Notice that parameter 32 value creates a 32*16 = 512 sized square matrix problem.

In your new kernel each thread computes four values in the resulting C block rather than one. So now the FOOTPRINT_SIZE becomes 32. ( Notice that this is taken care of by the Makefile.) You will time the execution of this new program with matrices of the sizes listed above to document how your changes affect the performance of the program. To get good performance, you will need to be sure that the new program coalesces its reads and writes from global memory. You will also need to unroll any loops that you might be inclined to insert into your code.

Here is an example of running my matmult01 on figs:

figs 28>matmult01 16
Data dimensions: 512x512 
Grid Dimensions: 16x16 
Block Dimensions: 16x16 
Footprint Dimensions: 32x32 
Time: 0.012185 (sec), nFlops: 268435456, GFlopsS: 22.030248

Notice that parameter 16 now creates a 16*32 = 512 square matrix problem, because the footprint has become 32x32. Also notice a nice speedup.

Report

Use any GPU found in CS department machines. (GPUs found in 120(state-capitals), 225 and 325 lab machines have compatible CUDA driver and runtime versions)

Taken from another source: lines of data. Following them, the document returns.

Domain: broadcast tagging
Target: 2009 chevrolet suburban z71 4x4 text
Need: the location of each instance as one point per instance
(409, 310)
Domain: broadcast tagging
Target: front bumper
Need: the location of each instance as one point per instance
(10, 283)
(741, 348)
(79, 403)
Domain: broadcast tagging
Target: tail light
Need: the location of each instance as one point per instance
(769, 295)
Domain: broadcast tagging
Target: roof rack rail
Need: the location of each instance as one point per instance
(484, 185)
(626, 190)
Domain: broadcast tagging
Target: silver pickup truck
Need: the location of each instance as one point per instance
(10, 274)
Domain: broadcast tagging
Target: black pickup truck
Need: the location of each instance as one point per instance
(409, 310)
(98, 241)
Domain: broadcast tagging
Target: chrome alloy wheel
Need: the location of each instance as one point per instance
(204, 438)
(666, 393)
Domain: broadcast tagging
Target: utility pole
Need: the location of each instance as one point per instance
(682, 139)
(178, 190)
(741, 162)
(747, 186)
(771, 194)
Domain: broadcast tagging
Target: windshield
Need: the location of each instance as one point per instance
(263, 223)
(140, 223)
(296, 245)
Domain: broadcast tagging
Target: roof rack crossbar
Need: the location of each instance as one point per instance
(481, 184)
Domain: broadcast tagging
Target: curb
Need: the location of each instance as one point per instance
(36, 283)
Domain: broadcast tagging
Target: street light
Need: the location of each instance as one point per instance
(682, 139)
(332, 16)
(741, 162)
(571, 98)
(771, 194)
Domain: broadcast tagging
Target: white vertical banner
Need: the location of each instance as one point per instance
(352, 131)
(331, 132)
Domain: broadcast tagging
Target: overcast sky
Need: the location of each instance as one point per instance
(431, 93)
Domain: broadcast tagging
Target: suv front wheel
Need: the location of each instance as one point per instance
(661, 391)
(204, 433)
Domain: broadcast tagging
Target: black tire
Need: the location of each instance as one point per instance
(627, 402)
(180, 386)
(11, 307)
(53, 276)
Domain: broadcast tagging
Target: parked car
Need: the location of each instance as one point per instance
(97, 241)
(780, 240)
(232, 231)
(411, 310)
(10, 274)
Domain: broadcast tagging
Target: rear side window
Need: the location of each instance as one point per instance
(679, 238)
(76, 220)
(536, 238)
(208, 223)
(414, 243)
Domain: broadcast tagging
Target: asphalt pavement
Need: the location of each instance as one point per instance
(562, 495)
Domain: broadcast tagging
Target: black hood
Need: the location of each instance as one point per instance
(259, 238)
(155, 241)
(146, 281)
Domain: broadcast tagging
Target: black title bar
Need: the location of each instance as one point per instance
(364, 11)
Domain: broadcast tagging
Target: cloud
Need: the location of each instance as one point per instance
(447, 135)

Collect and compare the time vecadd00 and vecadd01 take with the following number of values per thread: 500, 1000, 2000.
Collect and compare the time matmult00 and matmult01 take for square matrices of size: 256x256, 512x512, 1024x1024.
For matmult00 and matmult01, investigate how each of the following factors influences performance:
- The size of matrices to be multiplied
- The size of the block computed by each thread block
- Any other performance enhancing modifications you made
Can you formulate any rules of thumb for obtaining good performance when using CUDA?
How does the performance (GFLOPsS) of your improved versions compare to the theoretical machine peak? Can you come up with a heuristic as how to improve it or reason why it is not possible? (Hint: Roofline)

Submission

Submit your report(PA5.R.pdf) through Checkin.
Submit a tarball(PA5.1 and PA5.2) of your code that contains atleast

Makefile
matmult.cu
matmultKernel.h
matmultKernel01.cu
vecadd.cu
vecaddKernel.h
vecaddKernel01.cu

You can submit a README file if you want.